5 terms that can cause legal problems

February 13, 2014
in Employment Law,Featured Article

Layoff or firing? Probationary or “permanent” employee? Using the wrong employment-related terminology with an employee can expose your company to costly lawsuits.

Here’s a look at five of the most common examples:

1. Permanent employee

“Employment at-will” is the rule in most states. That means you can fire an employee at any time, for any lawful reason—as long as you don’t promise a job for a specific period of time. Labeling someone a “permanent employee” essentially promises a job for life, destroying at-will status.

Advice: Use “regular employee.”

2. Layoff

Use “layoff” only when you end an employment relationship due to lack of work. If employment ends for any other reason, call it a “discharge.”

The difference matters. If the unemployment office is told the employee was “laid off,” even though you fired him for theft, the employee could be deemed eligible for unemployment benefits … a part of which you will have to pay. Even more costly is misusing the term when dealing with a government agency investigating a discrimination charge.

3. Independent contractor

Misclassifying an employee as an independent contractor can cost you back-pay awards, workers’ compensation, tax liabilities—and employment discrimination rulings.

Determining a worker’s status as an “independent contractor” or “employee” hinges on various factors. Most important: degree of control. The more control you exert over someone’s schedule and duties, the more likely he’s an employee.

4. Exempt employee

Exempt workers are not eligible for overtime pay, nonexempts are. The government has rules, albeit confusing ones, that try to help you decide which bucket to put each worker in.

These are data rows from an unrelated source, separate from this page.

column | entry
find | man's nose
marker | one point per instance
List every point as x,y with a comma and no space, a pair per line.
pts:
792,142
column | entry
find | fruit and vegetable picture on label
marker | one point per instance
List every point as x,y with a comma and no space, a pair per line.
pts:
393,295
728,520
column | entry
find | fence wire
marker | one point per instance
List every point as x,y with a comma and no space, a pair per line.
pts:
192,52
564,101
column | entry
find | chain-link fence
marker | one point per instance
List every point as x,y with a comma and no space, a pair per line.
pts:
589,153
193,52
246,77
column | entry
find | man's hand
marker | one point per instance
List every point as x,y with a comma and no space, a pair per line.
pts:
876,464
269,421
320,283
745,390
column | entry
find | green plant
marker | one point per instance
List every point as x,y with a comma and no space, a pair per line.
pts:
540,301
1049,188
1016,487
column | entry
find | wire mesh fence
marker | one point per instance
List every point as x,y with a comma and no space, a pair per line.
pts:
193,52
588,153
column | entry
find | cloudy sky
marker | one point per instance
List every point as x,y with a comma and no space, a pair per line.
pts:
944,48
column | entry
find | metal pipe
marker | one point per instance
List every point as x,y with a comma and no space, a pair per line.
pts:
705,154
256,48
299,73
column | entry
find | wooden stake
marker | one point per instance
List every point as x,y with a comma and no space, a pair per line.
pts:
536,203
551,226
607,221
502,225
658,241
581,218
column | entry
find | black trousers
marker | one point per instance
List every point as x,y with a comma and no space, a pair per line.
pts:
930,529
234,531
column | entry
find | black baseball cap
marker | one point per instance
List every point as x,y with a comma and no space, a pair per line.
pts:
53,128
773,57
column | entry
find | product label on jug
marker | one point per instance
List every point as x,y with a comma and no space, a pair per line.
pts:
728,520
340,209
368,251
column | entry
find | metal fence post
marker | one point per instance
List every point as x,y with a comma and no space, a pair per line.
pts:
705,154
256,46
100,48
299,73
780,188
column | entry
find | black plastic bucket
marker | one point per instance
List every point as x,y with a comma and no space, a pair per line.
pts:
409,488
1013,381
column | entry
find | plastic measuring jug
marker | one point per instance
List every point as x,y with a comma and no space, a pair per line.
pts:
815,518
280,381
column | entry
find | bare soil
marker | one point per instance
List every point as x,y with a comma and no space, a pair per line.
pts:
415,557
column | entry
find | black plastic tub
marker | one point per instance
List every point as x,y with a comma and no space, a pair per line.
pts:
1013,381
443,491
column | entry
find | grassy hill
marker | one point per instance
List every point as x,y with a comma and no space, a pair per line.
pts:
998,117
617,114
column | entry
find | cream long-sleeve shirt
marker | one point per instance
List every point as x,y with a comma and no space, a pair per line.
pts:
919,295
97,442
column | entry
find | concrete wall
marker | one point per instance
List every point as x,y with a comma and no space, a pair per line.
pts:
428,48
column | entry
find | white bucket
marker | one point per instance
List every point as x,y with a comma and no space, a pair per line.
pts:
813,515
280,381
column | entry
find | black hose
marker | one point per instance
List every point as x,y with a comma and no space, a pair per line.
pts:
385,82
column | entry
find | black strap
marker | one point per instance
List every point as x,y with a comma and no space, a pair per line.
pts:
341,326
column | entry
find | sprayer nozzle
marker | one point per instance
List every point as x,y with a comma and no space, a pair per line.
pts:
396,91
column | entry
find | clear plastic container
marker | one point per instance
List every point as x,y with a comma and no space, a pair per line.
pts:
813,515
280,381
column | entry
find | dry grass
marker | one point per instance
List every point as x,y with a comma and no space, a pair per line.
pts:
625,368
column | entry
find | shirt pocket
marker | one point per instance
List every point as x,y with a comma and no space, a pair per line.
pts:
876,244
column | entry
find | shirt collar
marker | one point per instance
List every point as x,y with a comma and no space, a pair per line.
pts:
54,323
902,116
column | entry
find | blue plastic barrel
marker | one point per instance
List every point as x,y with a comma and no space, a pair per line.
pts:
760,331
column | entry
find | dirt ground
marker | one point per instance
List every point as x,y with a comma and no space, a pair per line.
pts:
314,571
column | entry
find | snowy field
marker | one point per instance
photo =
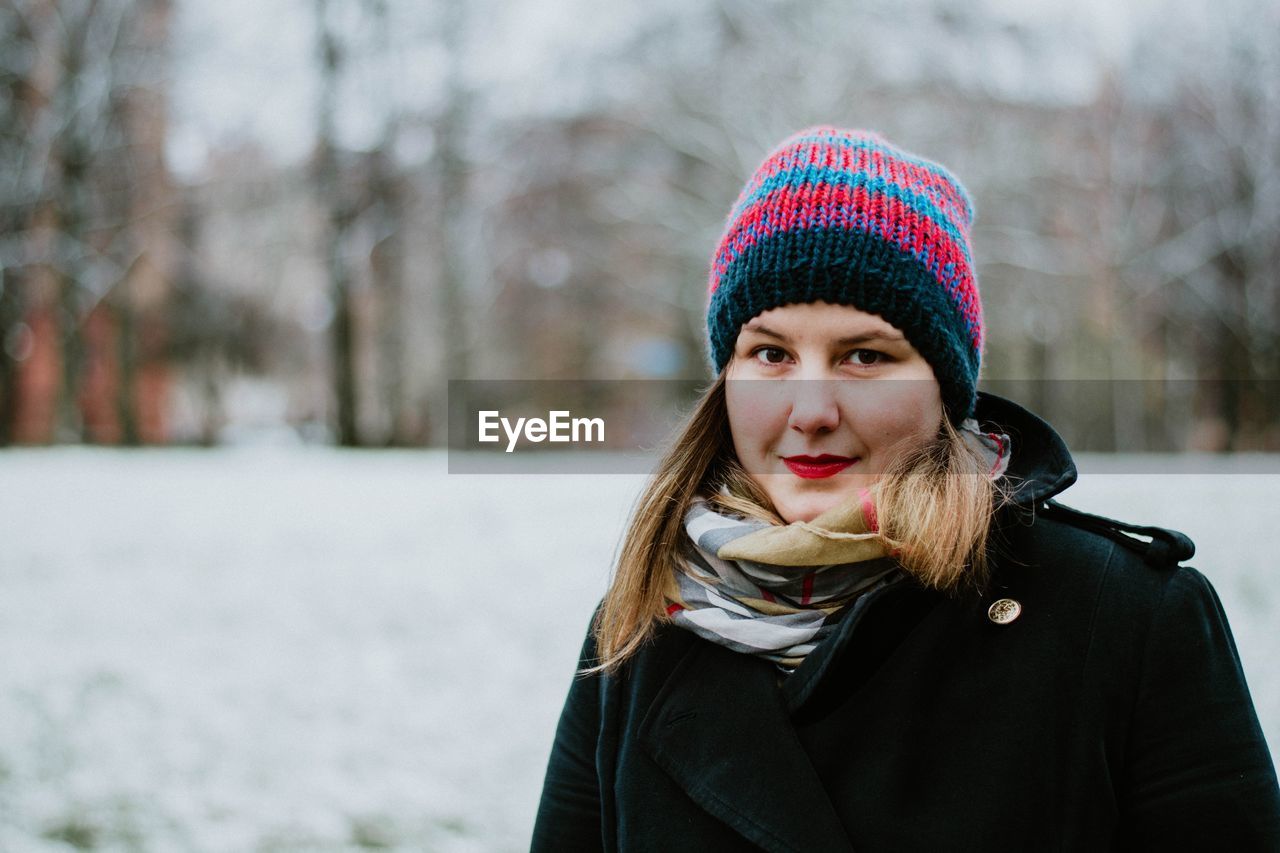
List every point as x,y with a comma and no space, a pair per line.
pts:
314,649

When determining exempt or nonexempt status, look at the actual work performed, not the job title.  Nor does it matter that you pay someone a salary. Receiving a salary does not define an employee’s exempt status.

5. Disability

Is an employee who qualifies for short-term disability insurance or workers’ compensation benefits considered “disabled”? Is an employee who has frequent migraine headaches disabled? Depending on the facts, the answer could be yes.

Unfortunately, there is no laundry list of medical conditions that qualify as disabilities under the federal ADA. If an employee qualifies as disabled, your company must make “reasonable accommodations” for that disability, which may include anything from new furniture to a new schedule.

Don’t guess at whether an employee has a disability. And never informally refer to a worker as “disabled.”